This article is a part of our inaugural Next Wave Awards. For the full list of 2021 winners, check out the whole series here.
It should come as no surprise to hear Aaron Polsky describe his RTD cocktail brand, LiveWire Drinks, using a musical analogy. If you caught Polsky walking out of an L.A. bar in the small hours of the morning — all 6 feet-plus of him, hirsute and decked in band-logo tank top, skinny jeans, and pointed boots — it would be impossible to tell whether he’d just waltzed off stage or clocked out of a bar shift.
But beyond being a good fit for his character, Polsky’s description gives a succinct look at what sets his canned- and bottled-cocktail brand apart, and why his is such a non-traditional approach in the RTD space — if such a nascent category can be thought of as having traditions.
LiveWire Drinks, in Polsky’s telling, is like a record label, with each release representing a different album from the various acts signed to it. In this simile, the artists happen to be the brightest names in American bartending. Where drinkers had previously only been able to appreciate their talent live, now they don’t even need to be in the same city. “LiveWire is the CD or LP of cocktails,” Polsky told VinePair, shortly after the brand’s debut.
Though it wasn’t without its complications, LiveWire’s March 2020 launch seems almost serendipitous in hindsight. This was a moment when the lights went out and the curtains closed for bars; here was a newly launched product offering bartender-developed and bartender-quality cocktails in portable form. Even more importantly, LiveWire Drinks offered the first meaningful and, in theory, scaleable avenue for bartenders to receive a cut of the profits from their intellectual property beyond cash tips.
For each release, Polsky works with a different collaborator to put out a cocktail using a recipe creation process he developed when batching cocktails for service at music festivals. His own release — the grapefruit-and-kumquat-flavored Moscow Mule riff “Heartbreaker” — marked LiveWire’s debut. “I am both an arbiter of talent and the talent — one of many — on the label,” he says.
For now, that pool of bartending stars includes Shannon Mustipher, Joey Bernardo, Yael Vengroff, Chris Patino, and Erin Hayes. Initial releases have seen remixes of drinks like the Old Fashioned, Mojito, and Gin Collins.
To craft those drinks, Polsky steers clear of fresh citrus — proudly so — and isn’t shy about admitting to using natural flavors, albeit of the highest quality. While this would be a faux pas behind the bar, it absolutely works for drinks designed to be packaged.

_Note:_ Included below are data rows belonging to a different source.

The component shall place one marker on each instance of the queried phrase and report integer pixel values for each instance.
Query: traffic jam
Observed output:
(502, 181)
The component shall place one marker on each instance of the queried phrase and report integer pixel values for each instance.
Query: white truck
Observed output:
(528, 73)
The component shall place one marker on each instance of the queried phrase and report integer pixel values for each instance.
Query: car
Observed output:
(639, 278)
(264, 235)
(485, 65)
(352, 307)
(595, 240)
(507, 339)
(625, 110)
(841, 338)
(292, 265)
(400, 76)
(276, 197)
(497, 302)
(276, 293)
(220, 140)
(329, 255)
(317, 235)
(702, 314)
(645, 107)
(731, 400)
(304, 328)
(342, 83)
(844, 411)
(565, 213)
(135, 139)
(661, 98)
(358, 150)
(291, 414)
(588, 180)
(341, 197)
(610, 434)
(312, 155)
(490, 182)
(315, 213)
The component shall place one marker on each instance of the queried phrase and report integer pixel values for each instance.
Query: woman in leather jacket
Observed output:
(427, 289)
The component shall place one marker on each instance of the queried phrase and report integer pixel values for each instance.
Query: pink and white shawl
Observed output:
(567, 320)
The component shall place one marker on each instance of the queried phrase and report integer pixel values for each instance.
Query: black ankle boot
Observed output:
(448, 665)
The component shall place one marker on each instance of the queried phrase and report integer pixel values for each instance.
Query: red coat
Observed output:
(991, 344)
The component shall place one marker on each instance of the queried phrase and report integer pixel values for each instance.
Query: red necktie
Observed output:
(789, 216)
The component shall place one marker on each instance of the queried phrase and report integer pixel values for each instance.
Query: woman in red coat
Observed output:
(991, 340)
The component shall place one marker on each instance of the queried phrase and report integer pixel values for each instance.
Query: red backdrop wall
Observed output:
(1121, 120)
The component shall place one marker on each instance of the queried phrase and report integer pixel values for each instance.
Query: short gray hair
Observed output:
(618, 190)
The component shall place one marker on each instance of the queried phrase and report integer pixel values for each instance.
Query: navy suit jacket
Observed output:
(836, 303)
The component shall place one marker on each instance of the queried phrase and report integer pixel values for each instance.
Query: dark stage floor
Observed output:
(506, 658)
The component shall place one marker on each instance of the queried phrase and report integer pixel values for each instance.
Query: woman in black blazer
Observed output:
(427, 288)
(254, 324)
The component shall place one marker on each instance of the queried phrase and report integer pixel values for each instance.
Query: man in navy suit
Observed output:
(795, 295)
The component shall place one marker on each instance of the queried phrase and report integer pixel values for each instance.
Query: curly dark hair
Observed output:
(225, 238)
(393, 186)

On that packaging: Bright, striking, and designed by an artist of the cocktail creator’s choosing, it sets a high bar for the liquid inside. But the cocktails overwhelmingly deliver, and that’s among the most important points to note because the only way this, or any business model, can succeed is if the product is up to scratch.
LiveWire’s cocktails straddle the almost unfathomable: big on flavor but sessionable-ish in ABV, and 100 percent shelf stable. The fruity riffs will be familiar and more than pleasing to those who know a Mai Tai from a Margarita. For those who don’t, there’s no intimidatingly complex or esoteric flavor profile to conquer.
With LiveWire Drinks, Polsky has started a brand and provided a blueprint that genuinely serves all parties. Yet there is one flaw in his musical analogy: Where artists have seen album sales run dry in the streaming era, and now rely largely on live shows, LiveWire’s band of bartenders can cash in on both fronts, which makes all the difference. “For the bartenders that so choose, this could replace their primary means of income,” Polsky says.